Portuguese artist and poet (1920–2020)

Cruzeiro Seixas, full name Artur Manuel Rodrigues do Cruzeiro Seixas (December 3, 1920 – November 8, 2020), was a "man who paints" (the designation of "painter" annoyed him) and a Portuguese poet.

== Biography ==
He attended the António Arroio School, where he befriended Mário Cesariny, Marcelino Vespeira, Júlio Pomar and Fernando Azevedo.

In the mid-1940s it approaches neorealism, which it moves away from when it adheres to the principles of surrealism. Together with Mário Cesariny, António Maria Lisboa, Carlos Calvet, Pedro Oom, João Artur da Silva, and Mário-Henrique Leiria, among others, he is part of the Surrealist Group of Lisbon, resulting from the division of the newly formed surrealist Portuguese movement. He participated in the exhibition of this group in 1949 (1st surrealists' exhibition, Lisbon).

In 1950 he enlisted in the Merchant Navy and traveled to Africa, India and Asia. In 1951 he was based in Angola, developing activity in the Luanda Museum. It dates from this time the beginning of his poetic production. It holds the first individual exhibitions, which raise a heated movement of opinion (the first of drawings on the evocation of Aimé Cesaire in 1953; the second mainly of 'objects' and 'collages', 1957).

He returned to Portugal in 1964. In 1966 he was invited by Natália Correia to illustrate the famous work "Anthology of Erotic and Satirical Portuguese Poetry".

He received a scholarship from the Calouste Gulbenkian Foundation in 1967. That same year he made a short retrospective at Galeria Buchholz (with steering sheet by Pedro Oom and preface by Rui Mário Gonçalves) and exhibited at Galeria Divulgação, Porto. In 1970 he exhibited individually at the Galeria de S. Mamede, Lisbon, a set of drawings "of a cruel imagery, possible illustrations of Lautréamont".

He worked as a programmer at Galerias 111 and São Mamede, Lisbon. Traveling through Europe he came into contact with members of international surrealism. He was based in the Algarve in the 1980s, working as a programmer in several galleries. He collaborated in international magazines linked to surrealism, to which he has always remained faithful.

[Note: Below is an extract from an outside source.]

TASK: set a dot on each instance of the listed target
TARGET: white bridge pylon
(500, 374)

The sharp trace of Cruzeiro Seixas, "of sharp limits and atmospheres of vertigo [...] builds a broke world in which the dreamlike and literary face does not hide the violence of the whole, destroying the possibility of stillness." But this primordial and unsettling night "knew how to coexist with lighter and happier landscapes, as some of those painted in the years of Angola, and with plastic quotations from the history of art, in a game of great plastic pleasure, as well as with objects endowed with blatant poetics, in its simplicity of materials, techniques and imaginative start".Cruzeiro Seixas

On June 8, 2009, he was awarded the rank of Grand Officer of the Ancient, Nobilíssimo and Enlightened Military Order of Santiago da Espada, of Scientific, Literary and Artistic Merit.

He lived the last days of his life at Casa do Artista in Lisbon.

He died on November 8, 2020, at the Hospital de Santa Maria in Lisbon.